Ellen Olshansky, Professor and Director Program in Nursing Science UC Irvine photo: Steve Zylius/UC Irvine Communications

The bridge builder

Since joining UC Irvine in 2007 to launch the nursing science program, Ellen Olshansky has flourished as a highly respected county leader for community-based research and women’s health policy. And much of it started at her kitchen table five years ago.

There, in her University Hills home, Olshansky brought together Susan Bryant and Karol Gottfredson of UCI and Allyson Sonenshine and Stephanie Kight of Planned Parenthood of Orange & San Bernardino Counties to share ideas about what they could do to champion women’s health issues. Brainstorming over white wine, cheese and crackers, they outlined what would become the Orange County Women’s Health Project.

With aggressive planning and outreach by these five women, the OCWHP kicked off in 2011. In May 2012, it hosted the inaugural Orange County Women’s Health Policy Summit, at which a UCI alumna presented “A Snapshot of Women’s Health in Orange County” – the first-ever such survey.

The project’s partners have since formed task forces for breast and cervical cancer, teen reproductive health, and health and domestic violence. The work is paying dividends: Earlier this year, Blue Shield awarded the OCWHP $2 million to establish a countywide, integrated and collaborative system that will strengthen healthcare response to domestic violence and streamline service.

“Ellen was instrumental in getting the project off the ground – introducing the vision and doing the outreach and creating momentum,” says Sonenshine, OCWHP director. “We’ve developed a wonderful model that’s focused on data analysis, policy and education, and we play an increasingly important role.”

Now Olshansky is applying her bridge-building talents at UCI’s Institute for Clinical & Translational Science.

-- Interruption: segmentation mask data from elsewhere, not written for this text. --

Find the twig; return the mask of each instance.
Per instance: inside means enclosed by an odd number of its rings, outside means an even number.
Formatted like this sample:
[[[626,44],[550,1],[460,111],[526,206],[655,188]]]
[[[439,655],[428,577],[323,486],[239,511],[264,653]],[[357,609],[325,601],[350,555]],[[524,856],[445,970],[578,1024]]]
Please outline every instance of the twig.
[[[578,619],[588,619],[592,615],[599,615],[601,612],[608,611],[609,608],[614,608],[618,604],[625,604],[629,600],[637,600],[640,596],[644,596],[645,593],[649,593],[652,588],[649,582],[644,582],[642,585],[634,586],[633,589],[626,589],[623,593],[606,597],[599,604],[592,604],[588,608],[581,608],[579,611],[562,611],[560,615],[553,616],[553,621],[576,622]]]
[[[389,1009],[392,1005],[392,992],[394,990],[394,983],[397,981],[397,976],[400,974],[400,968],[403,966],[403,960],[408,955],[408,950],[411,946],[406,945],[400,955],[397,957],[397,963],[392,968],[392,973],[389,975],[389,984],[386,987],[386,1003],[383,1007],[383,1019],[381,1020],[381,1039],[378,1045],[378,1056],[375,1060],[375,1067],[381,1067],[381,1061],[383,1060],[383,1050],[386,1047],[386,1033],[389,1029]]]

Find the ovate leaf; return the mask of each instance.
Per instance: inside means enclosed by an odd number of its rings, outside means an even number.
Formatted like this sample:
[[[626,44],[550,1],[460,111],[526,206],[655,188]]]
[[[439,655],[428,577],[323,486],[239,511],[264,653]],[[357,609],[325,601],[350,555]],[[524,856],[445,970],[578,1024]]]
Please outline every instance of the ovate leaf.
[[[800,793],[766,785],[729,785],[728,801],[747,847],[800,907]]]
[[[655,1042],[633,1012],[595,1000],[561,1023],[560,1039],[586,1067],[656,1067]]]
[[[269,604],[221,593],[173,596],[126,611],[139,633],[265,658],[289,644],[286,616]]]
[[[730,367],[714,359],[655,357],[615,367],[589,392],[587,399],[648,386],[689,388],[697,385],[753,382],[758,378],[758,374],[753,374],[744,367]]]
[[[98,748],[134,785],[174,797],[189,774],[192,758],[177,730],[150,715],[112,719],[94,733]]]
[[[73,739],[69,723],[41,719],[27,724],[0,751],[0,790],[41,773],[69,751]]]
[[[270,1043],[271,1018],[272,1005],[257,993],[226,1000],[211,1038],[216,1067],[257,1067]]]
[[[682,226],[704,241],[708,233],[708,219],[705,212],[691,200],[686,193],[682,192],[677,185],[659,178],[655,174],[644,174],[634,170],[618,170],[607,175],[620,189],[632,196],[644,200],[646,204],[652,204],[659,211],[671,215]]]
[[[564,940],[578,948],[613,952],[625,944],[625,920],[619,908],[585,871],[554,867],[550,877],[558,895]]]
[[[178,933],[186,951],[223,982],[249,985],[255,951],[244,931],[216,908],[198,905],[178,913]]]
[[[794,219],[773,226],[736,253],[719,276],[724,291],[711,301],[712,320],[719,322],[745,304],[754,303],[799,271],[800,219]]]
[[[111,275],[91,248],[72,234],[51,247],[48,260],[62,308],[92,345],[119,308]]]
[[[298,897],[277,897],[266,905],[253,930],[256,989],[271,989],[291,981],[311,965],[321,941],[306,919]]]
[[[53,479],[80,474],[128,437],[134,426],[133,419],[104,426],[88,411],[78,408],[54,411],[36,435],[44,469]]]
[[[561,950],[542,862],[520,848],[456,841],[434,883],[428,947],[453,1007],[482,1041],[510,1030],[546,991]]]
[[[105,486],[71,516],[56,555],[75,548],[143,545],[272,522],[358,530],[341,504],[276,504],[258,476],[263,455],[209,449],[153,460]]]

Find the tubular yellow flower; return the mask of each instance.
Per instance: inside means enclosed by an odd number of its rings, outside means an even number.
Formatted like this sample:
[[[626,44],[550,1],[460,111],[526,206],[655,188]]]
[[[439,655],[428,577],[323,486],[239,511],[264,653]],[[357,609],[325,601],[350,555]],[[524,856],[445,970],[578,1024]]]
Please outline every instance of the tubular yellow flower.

Supported by a prestigious Clinical & Translational Science Award from the National Institutes of Health, the ICTS is dedicated to advancing efforts to turn scientific discoveries into new methods, treatments and cures to improve public health. One of its most important objectives is community engagement, and that’s where Olshansky comes in.

“My goal is to build partnerships with community-based groups,” she says. “I want to ask ‘How can we work together?’ It’s the difference between doing research ‘with’ and doing research ‘on.’”

ICTS director Dr. Dan Cooper says Olshansky is the perfect person at the perfect time to lead the community engagement push.

“Ellen has a long history of collaborating with the community, and her work is based upon having real dialogue and understanding among groups that don’t always speak the same language,” Cooper says. “She has remarkable skills in translating and expressing to faculty the community needs that impact health directly. Being a facilitator between these two groups is invaluable to us.”

To boost outreach, the ICTS is a founding partner of the Orange County Alliance for Community Health Research, which consists of the leaders of local, community-based organizations; practicing physicians; healthcare agencies; governmental representatives; community groups; and UCI researchers.

The alliance’s purpose is to create an infrastructure in Orange County that increases the ability of community organizations and universities to engage in health research that’s designed by the community to meet the needs of the community. Olshansky serves on its advisory board.

“At the heart of the alliance is the belief that the community first expresses its health needs, and then university researchers work with these partners to find solutions,” she says. “That’s what community-based research is all about, and I’ll be working diligently to further establish those relationships in Orange County.”

Earlier this year, Olshansky stepped aside from directing UCI’s Program in Nursing Science, where over seven years she oversaw the initiation of the bachelor’s program and the approval and initiation of the master’s and doctoral programs. She also spearheaded the effort to include nurse practitioner concentrations in the master’s program.

And during a recent sabbatical, Olshansky put the finishing touches on her latest book, Women’s Health & Wellness Across the Lifespan. Set for release on Dec. 11, it offers a historical and comprehensive look at women’s health – politically, socially, legally and medically – through contributions from leading experts across the country.

“This book is important because it explains the reasons why it’s necessary to have a focus on the issue of women’s health,” Olshansky says. “There has been such political push-back on sexual and reproductive health services, and we need to be sure that we continue to provide and strengthen these services.

“But many people believe that’s all women’s health is about. In fact, it’s much more than that, and this book goes in depth into the many other important issues women face. It’s written mostly for primary care physicians and nurse practitioners, but I believe anyone interested in women’s health will benefit from reading it.”